In the wake of our most recent snowstorm — for some reason, it had no name — alert “06880” reader Howard Silver took this photo of one of Westport’s most beloved institutions:

Black Duck

And, he wondered, “how does the Black Duck stay on land?”

Coincidentally, Mary Palmieri Gai posted on Facebook’s “You Know You’re From Westport … If …” page yesterday. It’s from a 1910 Norwalk Hour story:

DESTROY THAT OLD HULK: There was talk sometime ago regarding the destroying of the old Hulk south of Saugatuck carriage bridge but yet nothing has been done about the matter by the selectmen. Since it was understood that the promise to do away with this unsightly blot on the third page of Westport’s beauty, many citizens are wondering why they have not made good on the promises.

The expense would not be great and there is no question but that the outlay that would be necessary to do away with this old hulk would be money well spent.

So the citizens of the town are hoping that the officials do something immediately toward improving the appearance of the scene south of the Saugatuck Bridge by destroying the old time boat that has rested on the mud flats at that point for a great many years.

A lively debate followed. Some folks thought the story referred to the Duck. But, owner Pete Aitken said, the restaurant — originally a barge — was not hauled there until 1961.

Perhaps the “old Hulk” is the vessel mired in mud immediately south of the Bridge Street bridge — visible only (but always) at low tide.

As for Howard Silver’s question of how the restaurant survives?

That’s just more proof that everyone loves the Duck.

Including God.

The Duck survived Hurricane Sandy too.

The Duck survived Hurricane Sandy too.

9 responses to “Duck!

  1. The Duck should be given Landmark status.

  2. Bobbie Herman

    Actually, I think it has to be 50 years old to qualify, which it does. But I think the owner has to make the application.

  3. Sally Campbell Palmer

    Long live The Duck!

  4. Joyce Barnhart

    I was a docent for Jennings Trail tours, and I’m very sure that the outline seen in the river at low tide is the remains of an onion barge. Could that be the old Hulk?
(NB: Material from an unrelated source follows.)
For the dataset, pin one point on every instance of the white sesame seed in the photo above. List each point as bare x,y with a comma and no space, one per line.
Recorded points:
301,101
Maybe, but I think tthen hey’d call it a barge, not a boat.

  5. Ellen Greenberg

    Check out the oyster boat in the Grey’s Creek as you leave Longshore. It has ridden out many a store anchored in the creek including Sandy. Something about the ice got to it yesterday. It started to list, and then this morning it was completely on its side. But hurry, as I write the owner has a line tied to his truck on the Longshore exit road and as the tide comes in the owner is righting the boat. He says it will be just fine. .I just love Yankee ingenuity and resilience.

  6. Glenn Ferrari

    If you read the menu you will find the Black Duck was an old barge that has been dated to around 1840.

  7. Jane Johngren

    The storm was called Nika. I believe The Weather Channel cooked up the idea to name winter storms.

  8. Great idea to remove the “Hulk” south of the bridge! This is all remains of the last schooner built in Westport, lets please erase this from our towns history, who would want anyone to know that Westport was once populated by sea captains, farmers and oystermen. Its ironic that the lumber from this boat was scavenged and used to build the original section of Allens Clam House, which has also been erased from our town history, by the town. Hey, lets go after all buildings built before 1850 and force their demolishment while were at it.
    P.S. Ford Macheskie brought the barge that the Duck now sits on up the river to its current location and blew out the planking using one stick of TNT.